La octava novela de John Connolly, el maestro moderno del noir diabólico, vuelve a tener como personaje principal al atormentado detective Charlie Parker, esta vez a cargo de una de sus misiones más espeluznantes: investigarse a sí mismo.
› Por Rodrigo Fresán
Luego de ese sabático que fue Los hombres de la guadaña –donde sus peligrosos amigos Angel y Louis asumían el primer plano de una novela que podía leerse como un spin-off de la serie original– regresa el torturado y maldito detective Charlie Parker. Y –digámoslo– vuelve a lo grande y se enfrenta a uno de los casos más difíciles y perturbadores de su más bien atípica carrera. Porque ahora –sin nada mejor que hacer, imposibilitado de trabajar profesionalmente– Parker decide matar el tiempo investigándose a sí mismo. Y el problema para él –y la gratificación para el lector– pasan porque Parker es un enigma cada vez más poderoso y un expediente x imposible de cerrar.
Recuérdenlo: la saga arrancó en 1999 no con un gemido sino con un bang en la magnífica Todo lo que muere (donde la atmósfera aparecía enrarecida por toques sobrenaturales que remitían a la magistral El ángel caído de William Hjorttsberg, 1978, la acaso fundadora del noir diabólico); perdió algo de intensidad en El poder de las tinieblas (2000); ganó impulso con el díptico compuesto por Perfil asesino (2001) y El camino blanco (2002); pareció irse literalmente al demonio en la fallida y danbrowniana El ángel negro (2005); recuperó el terreno perdido en las muy oscuras Los atormentados (2007) y la ya mencionada Los hombres de la guadaña (2008), y aquí estamos otra vez, dispuestos a lo que sea y lo que venga.
Y lo que vino y lo que es funciona casi como una prequel donde, por fin, conocemos algo –no todo, pero sí lo suficiente como para ponernos a temblar de miedo y de placer– de la rara génesis del sufrido Parker. Así, explicaciones para ayudarnos a comprender qué son y por qué le suceden las cosas que le suceden a este pobre hombre siempre seguido de cerca por un enjambre de querubines en picada que lo odian como a un enemigo inmortal y le temen como la posibilidad de un nuevo y salvaje mesías que ha llegado a poner las cosas en orden.
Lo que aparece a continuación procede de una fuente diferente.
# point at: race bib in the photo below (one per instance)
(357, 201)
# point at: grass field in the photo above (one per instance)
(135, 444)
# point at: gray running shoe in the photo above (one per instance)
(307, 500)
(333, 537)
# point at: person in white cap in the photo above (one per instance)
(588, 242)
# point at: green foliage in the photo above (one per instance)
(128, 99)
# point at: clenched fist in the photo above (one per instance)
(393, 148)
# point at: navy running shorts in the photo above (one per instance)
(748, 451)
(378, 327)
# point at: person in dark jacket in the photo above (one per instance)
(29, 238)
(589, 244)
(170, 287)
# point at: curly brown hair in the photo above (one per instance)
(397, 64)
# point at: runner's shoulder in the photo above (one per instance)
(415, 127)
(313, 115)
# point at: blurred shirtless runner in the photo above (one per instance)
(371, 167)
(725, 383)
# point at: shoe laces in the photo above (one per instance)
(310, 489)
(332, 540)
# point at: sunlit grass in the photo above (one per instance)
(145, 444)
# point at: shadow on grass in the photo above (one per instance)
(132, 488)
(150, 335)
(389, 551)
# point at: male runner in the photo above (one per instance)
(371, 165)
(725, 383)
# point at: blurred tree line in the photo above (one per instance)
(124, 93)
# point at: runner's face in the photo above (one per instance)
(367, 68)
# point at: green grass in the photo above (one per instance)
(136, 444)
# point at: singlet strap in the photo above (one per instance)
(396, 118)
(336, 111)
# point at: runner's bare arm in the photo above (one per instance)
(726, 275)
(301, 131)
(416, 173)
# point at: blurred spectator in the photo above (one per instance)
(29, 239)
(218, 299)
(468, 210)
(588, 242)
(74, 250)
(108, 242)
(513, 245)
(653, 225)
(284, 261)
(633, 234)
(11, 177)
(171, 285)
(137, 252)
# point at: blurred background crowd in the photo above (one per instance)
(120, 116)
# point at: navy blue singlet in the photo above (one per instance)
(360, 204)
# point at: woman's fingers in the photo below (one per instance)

Lo siguiente –ya se puede leer en inglés, ya la leí, es formidable– se llama The Whisperers y nos traerá al investigador más privado de todos uniendo fuerzas con el inquietante y omnipresente Coleccionista e investigando los negocios turbios de una red de contratistas de antigüedades y ex combatientes en Irak II, quienes, sin darse cuenta, importan a USA el aliento inmemorial y apocalíptico de viejas deidades mesopotámicas no especialmente felices de que unos marines se metan donde no los llamaron.
Mientras tanto y hasta entonces, queda claro que con Los amantes John Connolly (Dublín, 1968) abre una puerta que ya no podrá cerrar acercando cada vez más a su héroe a un duelo final con el responsable de ese sitio donde nunca hace falta encender los calefactores. Continúa y permanece, sí, una prosa muy por encima de la media del género (a destacar los flashbacks donde nos enteramos de las razones para el tantas veces mencionado suicidio del padre policía de Parker luego de matar a dos jóvenes) y la incontestable evidencia de que un autor de best-sellers no tiene por qué vender el alma al diablo o regalar su inteligencia a las modas para hacer las cosas bien, para contar el mal de la mejor manera posible.